John Smedley reopens for third-party manufacturing after 40-year hiatus

Heritage knitwear specialist John Smedley is betting on UK manufacturing being able to make a comeback in a much-changed world and is investing millions in making its factory in England available for third-party manufacturing for the first time in four decades.

John Smedley

The globally-stocked brand said it has seen growing demand for manufacturing services and has earmarked a £4.5 million investment in making it happen.

Fellow British brand Daks has signed up for a 12-piece collaborative knitwear collection in a reversal of an offshoring process it started in 2000.

The UK fashion sector has seen a steady offshoring process since the 1980s as production moved to parts of the world where labour was cheaper and more skilled, with faster turnaround times.

But the FT, which reported the John Smedley move, cited a 2024 executive survey conducted by PwC in association with Make UK that found more than half of 200 senior execs now view Britain as a more competitive location for manufacturing. That was up from 31% in the previous year.

Maclean told the financial newspaper that the advantages of offshore locations have diminished. “For a long time, price drove everything,” he said. But he added that “they didn’t always have the same standards of health and safety”. And he said modern consumers with an eco and ethical focus are more likely to question where their products are made.

This means more brands are likely to look at their manufacturing locations with a critical eye.

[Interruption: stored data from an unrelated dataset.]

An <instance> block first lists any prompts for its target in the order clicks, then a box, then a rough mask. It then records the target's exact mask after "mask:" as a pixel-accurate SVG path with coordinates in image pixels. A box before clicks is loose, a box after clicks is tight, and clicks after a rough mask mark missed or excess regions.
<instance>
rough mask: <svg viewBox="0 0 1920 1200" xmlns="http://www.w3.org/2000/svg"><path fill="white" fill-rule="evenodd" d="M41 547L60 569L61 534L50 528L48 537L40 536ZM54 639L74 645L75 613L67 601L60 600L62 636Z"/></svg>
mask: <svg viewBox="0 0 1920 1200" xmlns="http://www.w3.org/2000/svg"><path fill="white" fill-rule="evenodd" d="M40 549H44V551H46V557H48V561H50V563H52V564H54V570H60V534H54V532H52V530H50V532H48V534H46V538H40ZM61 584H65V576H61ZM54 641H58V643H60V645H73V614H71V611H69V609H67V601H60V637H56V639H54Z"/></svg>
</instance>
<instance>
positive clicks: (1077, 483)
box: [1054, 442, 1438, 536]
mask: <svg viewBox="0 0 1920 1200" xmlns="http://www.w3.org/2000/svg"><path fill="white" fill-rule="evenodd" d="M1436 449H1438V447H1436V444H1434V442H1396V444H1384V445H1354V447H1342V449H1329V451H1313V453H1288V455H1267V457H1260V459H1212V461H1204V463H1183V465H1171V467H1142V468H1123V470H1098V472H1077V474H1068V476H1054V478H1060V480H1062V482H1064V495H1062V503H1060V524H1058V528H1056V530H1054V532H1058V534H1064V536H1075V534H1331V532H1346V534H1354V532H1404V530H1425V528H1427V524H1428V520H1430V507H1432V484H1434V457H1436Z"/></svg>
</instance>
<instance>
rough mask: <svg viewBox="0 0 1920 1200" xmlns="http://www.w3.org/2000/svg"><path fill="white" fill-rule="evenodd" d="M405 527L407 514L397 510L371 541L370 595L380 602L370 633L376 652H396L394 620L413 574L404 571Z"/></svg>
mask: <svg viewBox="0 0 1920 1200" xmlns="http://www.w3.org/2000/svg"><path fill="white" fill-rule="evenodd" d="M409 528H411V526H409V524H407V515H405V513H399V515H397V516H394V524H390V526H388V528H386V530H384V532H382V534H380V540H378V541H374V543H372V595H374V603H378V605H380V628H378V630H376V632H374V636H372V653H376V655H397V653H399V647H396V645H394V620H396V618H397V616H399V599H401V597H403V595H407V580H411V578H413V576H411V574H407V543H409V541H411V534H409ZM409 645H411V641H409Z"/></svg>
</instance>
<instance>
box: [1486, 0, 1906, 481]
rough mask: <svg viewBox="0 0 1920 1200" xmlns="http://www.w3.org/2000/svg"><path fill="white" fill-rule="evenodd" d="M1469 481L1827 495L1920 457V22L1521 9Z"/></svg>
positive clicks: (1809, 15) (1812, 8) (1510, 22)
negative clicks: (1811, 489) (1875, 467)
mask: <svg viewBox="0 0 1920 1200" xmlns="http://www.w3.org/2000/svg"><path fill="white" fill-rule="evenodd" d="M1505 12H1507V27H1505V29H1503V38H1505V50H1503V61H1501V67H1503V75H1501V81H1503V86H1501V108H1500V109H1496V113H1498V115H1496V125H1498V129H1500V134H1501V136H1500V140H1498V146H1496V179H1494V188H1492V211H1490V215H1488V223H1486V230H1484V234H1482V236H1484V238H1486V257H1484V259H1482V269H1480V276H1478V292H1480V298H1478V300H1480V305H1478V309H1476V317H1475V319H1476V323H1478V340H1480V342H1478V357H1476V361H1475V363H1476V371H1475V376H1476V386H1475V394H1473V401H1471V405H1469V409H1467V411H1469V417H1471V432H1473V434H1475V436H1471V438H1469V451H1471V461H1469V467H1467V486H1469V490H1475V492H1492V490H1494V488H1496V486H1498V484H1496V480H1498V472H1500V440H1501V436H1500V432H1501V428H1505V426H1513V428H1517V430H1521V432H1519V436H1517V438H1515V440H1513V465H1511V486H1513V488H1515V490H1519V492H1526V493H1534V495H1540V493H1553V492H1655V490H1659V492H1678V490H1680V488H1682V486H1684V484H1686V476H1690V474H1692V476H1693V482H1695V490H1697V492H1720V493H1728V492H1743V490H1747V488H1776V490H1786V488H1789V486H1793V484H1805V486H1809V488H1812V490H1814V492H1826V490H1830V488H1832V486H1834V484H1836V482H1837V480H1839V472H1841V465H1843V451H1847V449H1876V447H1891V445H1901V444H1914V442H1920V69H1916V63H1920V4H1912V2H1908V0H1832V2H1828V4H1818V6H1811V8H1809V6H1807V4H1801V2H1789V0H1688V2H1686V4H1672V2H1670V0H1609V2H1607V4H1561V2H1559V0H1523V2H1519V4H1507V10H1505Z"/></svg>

“The benefits to UK manufacturing are that we are much closer to our partners and we have better control of where and in what conditions our products and raw materials are made,” Daks Head of product Nicholas Bell added. “We have always moved a considerable amount of goods and raw materials between the UK and the EU. Since Brexit, we have seen a significant increase in our customs and administrative costs, and these must also be taken into account.” 

But the chances of onshoring being key for mass-market brands are slim with UK manufacturers unable to repeat the scale available in locations like China. That means it’s likely to remain an option only for short runs and higher-end product.

John Smedley deputy MD Jess Mcguire-Dudley told Vogue Business, which also reported the news, that until relatively recently, many British brands have been focused on manufacturing as cheaply as possible, but this is changing.

“Most British brands are headquartered in London — our factory in Derbyshire is an hour-and-a-half away,” she said. “You can come and speak to the design team, see a sample or resolve an issue, really quickly. You wouldn’t have that same openness if you’re only going to visit your factory once a year or everything is communicated via email or Teams.”

She added that the company is also looking at how to make its manufacturing more responsible and has begun a new programme with Yorkshire textile recycling mill Iinouiio to turn waste yarns into new ones blended with virgin wool. 

Product made from these yarns will be used in John Smedley’s own products from AW25 and will also be available for external brands.